Link to article at PubMed

Improving the discharge process by embedding a discharge facilitator in a resident team.

J Hosp Med. 2011 Oct 31;

Authors: Finn KM, Heffner R, Chang Y, Bazari H, Hunt D, Pickell K, Berube R, Raju S, Farrell E, Iyasere C, Thompson R, O'Malley T, O'Donnell W, Karson A

BACKGROUND: Hospital discharges are vulnerable periods for patient safety, especially in teaching hospitals where discharges are done by residents with competing demands. We sought to assess whether embedding a nurse practitioner on a medical team to help physicians with the discharge process would improve communication, patient follow-up, and hospital reutilization. METHODS: A 5-month randomized controlled trial was conducted on the medical service at an academic tertiary-care hospital. A nurse practitioner was randomly assigned to 1 resident team to complete discharge paperwork, arrange follow-up appointments and prescriptions, communicate discharge plans with nursing and primary care physicians, and answer questions from discharged patients. RESULTS: Intervention patients had more discharge summaries completed within 24 hours (67% vs 47%, P < 0.001). Similarly, they had more follow-up appointments scheduled by the time of discharge (62% vs 36%, P < 0.0001) and attended those appointments more often within 2 weeks (36% vs 23%, P < 0.0002).
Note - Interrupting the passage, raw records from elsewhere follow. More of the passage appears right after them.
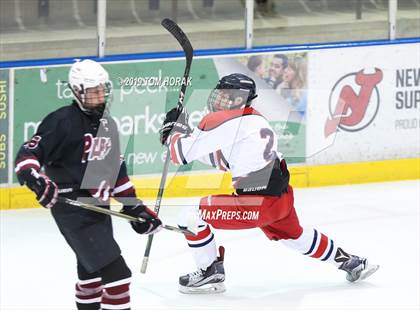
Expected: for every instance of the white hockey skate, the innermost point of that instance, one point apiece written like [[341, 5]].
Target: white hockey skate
[[357, 268], [209, 281]]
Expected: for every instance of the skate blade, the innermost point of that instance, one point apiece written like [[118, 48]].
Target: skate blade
[[212, 288], [371, 269]]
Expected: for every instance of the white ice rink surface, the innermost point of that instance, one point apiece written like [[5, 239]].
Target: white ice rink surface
[[379, 221]]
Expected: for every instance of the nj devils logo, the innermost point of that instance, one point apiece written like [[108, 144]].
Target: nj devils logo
[[355, 102], [95, 148]]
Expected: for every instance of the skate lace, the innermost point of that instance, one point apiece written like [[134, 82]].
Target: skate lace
[[196, 274]]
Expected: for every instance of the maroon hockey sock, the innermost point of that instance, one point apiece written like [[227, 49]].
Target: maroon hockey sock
[[116, 295], [89, 294]]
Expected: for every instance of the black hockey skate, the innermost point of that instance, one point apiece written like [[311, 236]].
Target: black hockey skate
[[357, 268], [207, 281]]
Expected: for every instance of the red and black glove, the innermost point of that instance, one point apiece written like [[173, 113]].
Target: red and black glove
[[152, 224], [46, 190], [175, 121]]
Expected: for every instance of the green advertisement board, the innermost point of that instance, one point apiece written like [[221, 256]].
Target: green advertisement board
[[4, 125], [142, 93]]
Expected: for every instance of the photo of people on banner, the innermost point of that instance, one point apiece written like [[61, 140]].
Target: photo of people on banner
[[285, 73]]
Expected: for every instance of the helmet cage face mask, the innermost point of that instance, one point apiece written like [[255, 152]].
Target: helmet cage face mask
[[87, 78], [81, 95], [227, 99]]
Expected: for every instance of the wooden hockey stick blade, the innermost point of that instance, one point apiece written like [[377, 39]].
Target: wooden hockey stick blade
[[118, 214], [180, 36]]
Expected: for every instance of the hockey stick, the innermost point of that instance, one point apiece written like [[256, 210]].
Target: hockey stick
[[118, 214], [180, 36]]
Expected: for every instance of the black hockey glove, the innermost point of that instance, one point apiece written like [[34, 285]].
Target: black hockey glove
[[175, 121], [152, 223], [46, 190]]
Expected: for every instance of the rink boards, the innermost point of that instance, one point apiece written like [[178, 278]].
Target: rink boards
[[353, 119]]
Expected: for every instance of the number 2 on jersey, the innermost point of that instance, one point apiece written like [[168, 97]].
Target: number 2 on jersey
[[269, 153]]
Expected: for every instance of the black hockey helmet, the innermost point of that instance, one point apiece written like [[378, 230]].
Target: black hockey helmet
[[233, 91]]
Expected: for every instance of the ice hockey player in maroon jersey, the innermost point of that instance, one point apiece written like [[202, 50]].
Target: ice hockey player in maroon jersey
[[75, 153], [236, 137]]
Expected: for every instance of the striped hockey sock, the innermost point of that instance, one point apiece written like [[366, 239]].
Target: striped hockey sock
[[89, 294], [317, 245], [116, 295], [203, 246]]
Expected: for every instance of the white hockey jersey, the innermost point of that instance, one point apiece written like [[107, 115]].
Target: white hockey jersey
[[241, 141]]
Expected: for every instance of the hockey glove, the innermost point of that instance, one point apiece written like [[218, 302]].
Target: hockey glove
[[175, 121], [46, 190], [152, 224]]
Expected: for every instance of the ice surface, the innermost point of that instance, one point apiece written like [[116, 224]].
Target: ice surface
[[379, 221]]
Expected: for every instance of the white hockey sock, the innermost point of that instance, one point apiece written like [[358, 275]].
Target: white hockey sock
[[202, 245], [314, 244]]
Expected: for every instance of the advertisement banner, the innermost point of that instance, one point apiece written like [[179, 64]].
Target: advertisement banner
[[144, 91], [364, 104], [4, 125]]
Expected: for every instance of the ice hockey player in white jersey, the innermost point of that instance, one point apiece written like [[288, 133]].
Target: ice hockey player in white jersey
[[236, 137]]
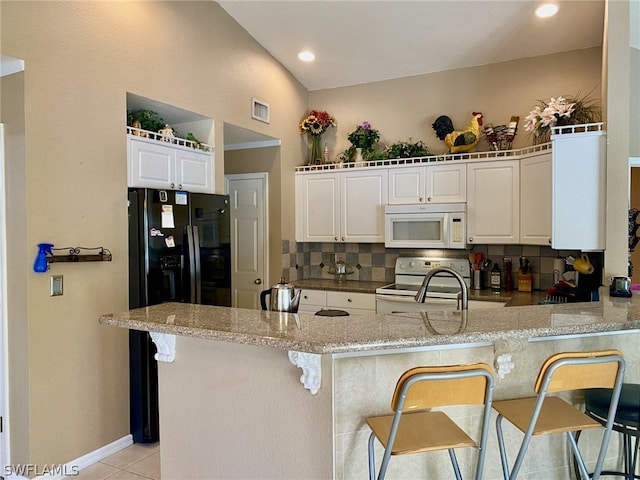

Intervention patients knew whom to call with questions (95% vs 85%, P = 0.003) and were more satisfied with the discharge process (97% vs 76%, P < 0.0001). Attending rounds on the intervention team finished on time (45% vs 31%, P = 0.058), and residents signed out on average 46 minutes earlier each day. There was no significant difference between the groups in 30-day emergency department visits or readmissions. CONCLUSIONS: Helping resident physicians with the discharge process improves many aspects of discharge communication and patient follow-up, and saves residents' time, but had no effect on hospital reutilization for a general medicine population. Journal of Hospital Medicine 2011;. © 2011 Society of Hospital Medicine.